I feel that lately I have been consuming only the world's finest creations - the culture-forming, the most iconic, the ones that are inescapably on my newsfeeds...


Keeping Up With the Kardashians
Beginning with season one: Kim is on the brink of fame, Rob Kardashian is my age and sublimely somehow both cute and hot, little Kylie Jenner is an absolute crackhead, and Bruce Jenner is unfortunately born a conservative with an obvious discomfort towards his own identity. Everything about the Kardashians warms my heart. Throughout all their ups and downs and endearing stupidity, each episode ends with the ultimate lesson that family comes first, always, which is perhaps the feel-good feeling that makes the show so addictive.

While episodes are filled with sisterly yelling and valley girl accents, accompanied by a questionable trashy version of 2000's fashion, there is something very realistic about this reality TV show. Sure some events seem to be exacerbated for the sake of drama, but everything has a sense of uncensored realness, as if the Kardashians are saying, "Watch me. I'm all yours." I am fascinated by how this family came into fame at the brink of widespread social media. The stars were aligning just for them. The world wanted to watch real people in all their realness and people-ness. 

I am fascinated by how this family singlehandedly managed to change beauty standards and culture as we know it. Season one is filled with Khloe's snide comments towards Kim's butt, and come season two Kim's butt is suddenly something to be envied?, and come 2020 the majority of people who seek plastic surgery in Hollywood refer to a photo of Kim Kardashian? Keeping Up With the Kardashians, in all honesty, is a show in which Kim and her family run around just being them. They have no message, they are unpolitical, they do not critically think about their cultural influence... They simply run around being pretty and famous, only they redefined both prettiness and fame. It's the Kardashians' world and we're just living in it.



Hamilton
I never thought that the day I'd ask for my sister's DisneyPlus password would be to sit down for three hours to watch a political musical. Hamilton is pure genius. It somehow consists political rap battles and all the complexity and nuance of history, while retaining that classic over-expressive, thematic dynamic of musical theatre. Alexander Hamilton is rich with words and perspectives, with the recurring inability to just 'speak less, smile more', as people look at him in envy. "How does he write like he's always running out of time?" Oh, what an ode to passionate people with one-track minds who want to live a life bigger than themselves. And his wife is kind and loving and feminine, and while I was never rooting for her, I see power in softness with the show's conclusion. And the one song from this musical - there's always one song from a musical - is Satisfied. I mean... just listen to those lyrics.

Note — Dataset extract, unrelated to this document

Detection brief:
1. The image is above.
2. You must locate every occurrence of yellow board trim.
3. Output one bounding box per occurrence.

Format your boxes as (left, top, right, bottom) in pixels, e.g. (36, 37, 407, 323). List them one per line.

Portrait of a Lady on Fire
To me, this film portrays everything it is to be feminine. It is not a Matisse 'paint me like one of your French girls' because the painter is a woman. The film illustrates how a woman perceives a woman, in all of her fiery personality, in her laughter, in her sadness, in the things that move her. To be loved is to truly be seen, to feel understood, and to still feel beautiful in spite of this vulnerability. To love is to be hurt by how another imagines you. To play the role of a poet rather than a lover is to truly see a person in this present moment, in all their breathtaking glory, and to want to remember them this way for the rest of your life, even if you never see them again.



Flesh Without Blood - Grimes
When a friend told me that Elon Musk courted Grimes because he saw this music video and thought she was smart, I knew I had to watch it. Grimes is interesting in that she is the imagining of a small blonde Canadian girl who talks like a nerdy teenager. She is an otherworldly character with no inhibitions; with coloured hair and massive sunglasses; a masochistic Marie Antoinette, a menacing angel, a dark basement gamer girl. Claire Boucher says that Grimes is not sweet. She is not cute and she is not pop. She is meant to be scary, and she is fun, and I love that.